Женщины выходят на улицу.
– Я знаю, ты просто не хочешь, чтобы я уезжала, – как можно мягче произносит Анна. – Я знаю, как ты ко мне привязана. Я тебя тоже очень люблю. Я знаю, ты можешь с ним поговорить, и он все подпишет. Он – подкаблучник. Тебе просто надо с ним поговорить.
– Я запуталась. Я не знаю, что мне делать с Суреном. Я не знаю, что мне делать с Борькой. Я вообще ничего не знаю. Если ты уедешь, я останусь совсем одна, – Нина плачет на ходу.
– Я без тебя тоже буду очень скучать. Давай купим утюг и ты немного успокоишься.
Они поворачивают и идут обратно, в магазин.

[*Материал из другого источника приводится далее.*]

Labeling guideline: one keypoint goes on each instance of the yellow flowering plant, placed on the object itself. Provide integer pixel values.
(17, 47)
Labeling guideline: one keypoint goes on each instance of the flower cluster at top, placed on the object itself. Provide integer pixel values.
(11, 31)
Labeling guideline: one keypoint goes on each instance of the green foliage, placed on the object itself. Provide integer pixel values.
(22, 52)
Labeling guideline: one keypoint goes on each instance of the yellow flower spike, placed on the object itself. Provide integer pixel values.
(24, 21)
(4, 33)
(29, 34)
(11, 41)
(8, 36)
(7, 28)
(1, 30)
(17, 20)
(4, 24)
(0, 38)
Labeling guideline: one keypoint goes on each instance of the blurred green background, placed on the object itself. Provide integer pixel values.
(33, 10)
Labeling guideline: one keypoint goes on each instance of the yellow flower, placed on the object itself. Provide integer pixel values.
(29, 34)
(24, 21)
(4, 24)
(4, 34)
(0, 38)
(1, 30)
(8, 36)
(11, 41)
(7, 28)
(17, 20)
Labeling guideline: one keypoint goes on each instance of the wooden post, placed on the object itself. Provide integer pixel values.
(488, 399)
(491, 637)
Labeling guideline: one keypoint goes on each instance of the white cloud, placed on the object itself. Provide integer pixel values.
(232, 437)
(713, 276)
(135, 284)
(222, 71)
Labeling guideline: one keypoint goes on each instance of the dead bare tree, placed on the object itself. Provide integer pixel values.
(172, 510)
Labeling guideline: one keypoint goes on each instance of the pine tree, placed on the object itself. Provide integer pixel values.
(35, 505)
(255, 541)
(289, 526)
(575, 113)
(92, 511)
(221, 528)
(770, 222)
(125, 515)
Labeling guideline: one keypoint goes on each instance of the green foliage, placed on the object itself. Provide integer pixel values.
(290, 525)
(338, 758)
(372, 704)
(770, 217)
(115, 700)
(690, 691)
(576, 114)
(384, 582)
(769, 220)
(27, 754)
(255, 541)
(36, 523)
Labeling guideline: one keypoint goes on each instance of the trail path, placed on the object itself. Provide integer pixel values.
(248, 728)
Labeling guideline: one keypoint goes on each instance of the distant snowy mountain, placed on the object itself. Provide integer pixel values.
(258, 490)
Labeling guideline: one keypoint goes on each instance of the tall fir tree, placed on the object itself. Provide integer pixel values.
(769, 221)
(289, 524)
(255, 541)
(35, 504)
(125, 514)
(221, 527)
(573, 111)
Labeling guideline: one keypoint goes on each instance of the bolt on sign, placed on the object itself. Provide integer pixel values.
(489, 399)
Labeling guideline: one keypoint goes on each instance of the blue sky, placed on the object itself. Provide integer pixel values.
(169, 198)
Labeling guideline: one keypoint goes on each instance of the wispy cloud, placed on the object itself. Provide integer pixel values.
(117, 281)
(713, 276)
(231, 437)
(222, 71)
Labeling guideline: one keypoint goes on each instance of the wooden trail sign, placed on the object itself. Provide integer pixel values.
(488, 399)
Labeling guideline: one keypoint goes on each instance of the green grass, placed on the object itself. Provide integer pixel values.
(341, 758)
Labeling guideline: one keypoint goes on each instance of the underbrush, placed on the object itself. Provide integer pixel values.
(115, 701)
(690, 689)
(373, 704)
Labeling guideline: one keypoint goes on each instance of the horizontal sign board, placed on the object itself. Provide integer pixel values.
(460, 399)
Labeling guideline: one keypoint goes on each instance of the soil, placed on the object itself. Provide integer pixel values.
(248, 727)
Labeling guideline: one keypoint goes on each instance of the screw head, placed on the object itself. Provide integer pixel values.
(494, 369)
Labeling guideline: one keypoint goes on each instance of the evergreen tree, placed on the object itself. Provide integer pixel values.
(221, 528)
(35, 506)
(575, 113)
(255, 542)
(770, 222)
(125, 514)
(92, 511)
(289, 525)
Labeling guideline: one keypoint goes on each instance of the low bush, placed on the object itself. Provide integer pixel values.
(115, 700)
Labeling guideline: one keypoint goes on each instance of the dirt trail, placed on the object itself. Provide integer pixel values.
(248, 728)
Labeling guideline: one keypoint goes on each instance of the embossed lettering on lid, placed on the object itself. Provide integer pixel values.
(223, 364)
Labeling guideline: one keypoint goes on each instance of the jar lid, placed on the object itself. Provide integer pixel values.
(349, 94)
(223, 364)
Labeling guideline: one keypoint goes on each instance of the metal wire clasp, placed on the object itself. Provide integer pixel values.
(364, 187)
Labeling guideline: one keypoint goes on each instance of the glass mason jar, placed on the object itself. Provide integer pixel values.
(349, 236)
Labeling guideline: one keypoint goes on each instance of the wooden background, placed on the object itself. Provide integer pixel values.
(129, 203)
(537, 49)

– Знаешь, – говорит сквозь слезы Нина, – я подумала, если бы мне пришлось писать предсмертную записку, я бы написала: «В моей смерти прошу винить», поставила бы двоеточие и привела бы длинный-предлинный список имен и фамилий. Написала бы туда Борьку, Сурена, тебя, твоего еврея, твою Германию и еще много кого…
– Это депрессия.
– Нету у меня никакой депрессии. Просто уже двадцать лет у меня плохое настроение. Я даже к врачу ходила. В клинику нервных болезней.
– И что?
– Меня направили делать томограмму головного мозга. Господи, как я боялась! Я так боялась! Ты себе не представляешь!